What's also worth understanding is that teenagers are acutely sensitive to being judged or dismissed. So when a parent meets their upset with genuine eye contact and a calm, open expression rather than frustration or lecture, it communicates something profound: I'm not against you, I'm with you. The social engagement system registers that connection and neurobiologically begins to calm down. That alone can begin to dissolve the defensiveness that makes teenage conflict so difficult.


Beyond parenting advice- it works on your partner as well


With a spouse or partner, the same biological wiring is fully at play, but with an added layer of complexity — two fully activated adult nervous systems, both flooded, both running their own threat responses simultaneously. This is why arguments can escalate so fast and feel so personal. When both people are in that state, they're essentially two alarm systems triggering each other in a loop.


Genuine, soft eye contact interrupts that loop. It's hard to sustain the heat of anger while truly looking into the eyes of someone you love, because your nervous system knows that face. It has years of safety, comfort, and connection stored against it. That history doesn't disappear in a fight — it's still there, and eye contact can access it in a way that words often can’t.


Holding eye contact during conflict signals safety and connection. For a partner whose nervous system is in threat mode, that signal can be the difference between an argument that spirals in anger and one that softens towards resolution.


The important caveat with spouses is timing and authenticity.
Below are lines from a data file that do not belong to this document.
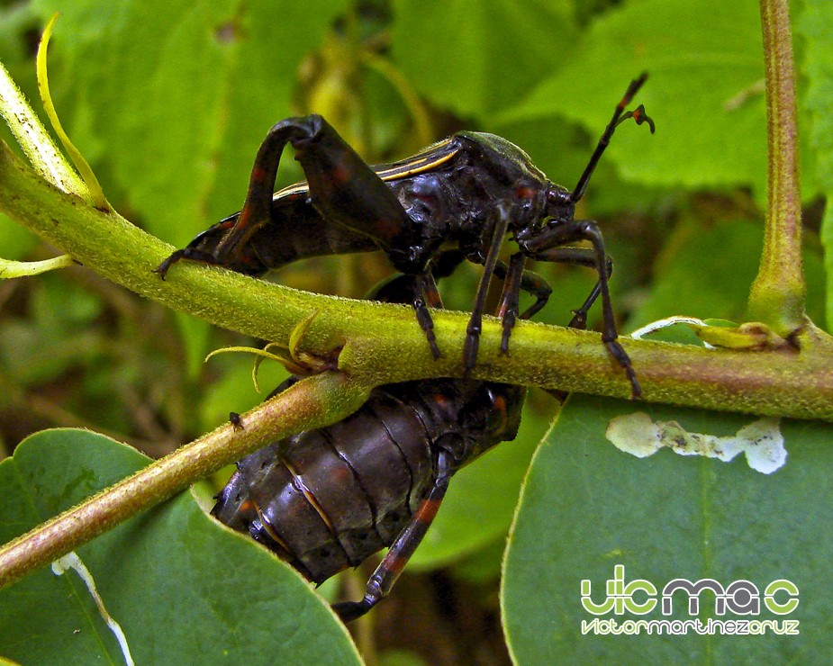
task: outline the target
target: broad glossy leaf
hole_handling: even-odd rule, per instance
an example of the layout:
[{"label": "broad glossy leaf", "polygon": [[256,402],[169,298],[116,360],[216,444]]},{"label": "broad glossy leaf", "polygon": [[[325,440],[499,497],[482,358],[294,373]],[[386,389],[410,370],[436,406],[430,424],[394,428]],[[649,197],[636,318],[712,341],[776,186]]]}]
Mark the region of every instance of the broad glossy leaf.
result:
[{"label": "broad glossy leaf", "polygon": [[[86,431],[32,436],[0,464],[0,540],[148,462]],[[358,662],[343,627],[309,585],[219,526],[190,493],[77,553],[136,663]],[[123,661],[77,576],[49,569],[0,590],[0,653],[24,663]]]},{"label": "broad glossy leaf", "polygon": [[[604,433],[611,418],[635,411],[721,436],[756,420],[589,397],[568,401],[533,460],[505,562],[505,626],[518,662],[542,663],[554,655],[577,663],[828,659],[833,427],[782,422],[786,464],[765,475],[743,456],[722,463],[668,450],[641,459],[623,453]],[[746,619],[799,620],[800,634],[583,635],[582,621],[595,616],[582,608],[581,581],[591,581],[591,598],[601,603],[617,564],[624,565],[626,581],[646,580],[659,590],[677,578],[711,578],[724,587],[749,580],[763,596],[771,581],[787,579],[799,589],[797,610],[779,616],[765,609]],[[671,619],[744,618],[716,615],[711,593],[701,595],[693,617],[684,595],[674,598]],[[647,616],[601,617],[665,618],[658,608]]]}]

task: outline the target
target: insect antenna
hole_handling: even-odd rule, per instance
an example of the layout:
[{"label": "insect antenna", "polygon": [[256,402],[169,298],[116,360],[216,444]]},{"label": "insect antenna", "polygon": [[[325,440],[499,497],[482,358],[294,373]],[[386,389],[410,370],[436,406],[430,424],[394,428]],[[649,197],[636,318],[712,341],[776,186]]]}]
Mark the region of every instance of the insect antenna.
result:
[{"label": "insect antenna", "polygon": [[590,177],[593,176],[593,172],[595,171],[596,165],[599,164],[602,154],[611,142],[611,137],[613,136],[613,132],[616,131],[616,128],[619,127],[620,123],[629,118],[633,118],[638,125],[647,122],[651,130],[651,134],[654,133],[654,121],[645,112],[645,107],[641,104],[637,109],[625,112],[625,107],[630,104],[630,101],[633,99],[634,95],[636,95],[639,88],[642,87],[642,84],[644,84],[647,79],[647,72],[642,72],[638,78],[635,78],[631,81],[628,89],[625,91],[625,94],[622,95],[621,101],[616,105],[613,117],[611,119],[611,122],[608,122],[607,127],[604,128],[604,131],[602,133],[602,137],[596,144],[596,149],[593,150],[593,155],[590,156],[590,161],[587,162],[584,172],[581,175],[575,188],[570,194],[570,201],[573,203],[578,202],[578,200],[584,195],[584,191],[587,189]]}]

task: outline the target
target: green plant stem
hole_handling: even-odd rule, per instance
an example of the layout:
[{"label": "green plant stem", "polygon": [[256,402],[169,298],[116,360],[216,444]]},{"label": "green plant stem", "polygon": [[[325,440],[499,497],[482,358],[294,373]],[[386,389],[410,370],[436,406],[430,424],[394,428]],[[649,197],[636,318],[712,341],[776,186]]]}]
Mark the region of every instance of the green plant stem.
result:
[{"label": "green plant stem", "polygon": [[[312,318],[302,357],[332,359],[365,385],[462,376],[468,315],[434,313],[445,356],[434,361],[410,308],[319,296],[229,271],[183,263],[163,282],[151,270],[170,247],[115,214],[100,212],[44,182],[4,146],[0,210],[99,274],[148,298],[218,326],[288,346]],[[373,322],[373,325],[368,325]],[[501,327],[484,321],[472,376],[627,398],[630,387],[599,335],[530,322],[501,355]],[[808,327],[801,351],[707,350],[623,340],[648,401],[756,414],[833,419],[833,343]]]},{"label": "green plant stem", "polygon": [[263,446],[343,418],[367,400],[367,389],[340,373],[294,384],[241,417],[35,527],[0,548],[0,587],[86,544],[119,523],[186,490]]},{"label": "green plant stem", "polygon": [[761,0],[769,140],[769,205],[764,251],[749,294],[751,320],[783,338],[803,326],[804,283],[795,68],[788,0]]}]

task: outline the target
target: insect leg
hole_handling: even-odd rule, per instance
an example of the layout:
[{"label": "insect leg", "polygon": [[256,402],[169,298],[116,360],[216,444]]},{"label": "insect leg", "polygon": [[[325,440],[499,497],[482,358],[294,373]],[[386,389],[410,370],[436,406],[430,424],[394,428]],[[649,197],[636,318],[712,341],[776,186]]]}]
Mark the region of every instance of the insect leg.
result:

Forced or aggressive eye contact mid-screaming match won't have the same effect. It works best in the moments of pause — when you choose to stop, breathe, and actually look at the person in front of you rather than the problem or the argument. That small act of turning toward them visually is often the first step back toward connection.


Now we know


My friend’s simple, practical advice to “look her in the eye” was so much smarter than either of us understood at the time. Eye contact is one of the primary ways human beings signal safety to each other, regulate each other's nervous systems, and access a neurobiological state of calm. No wonder her advice worked so well. I hope you try it. Let me know how it goes!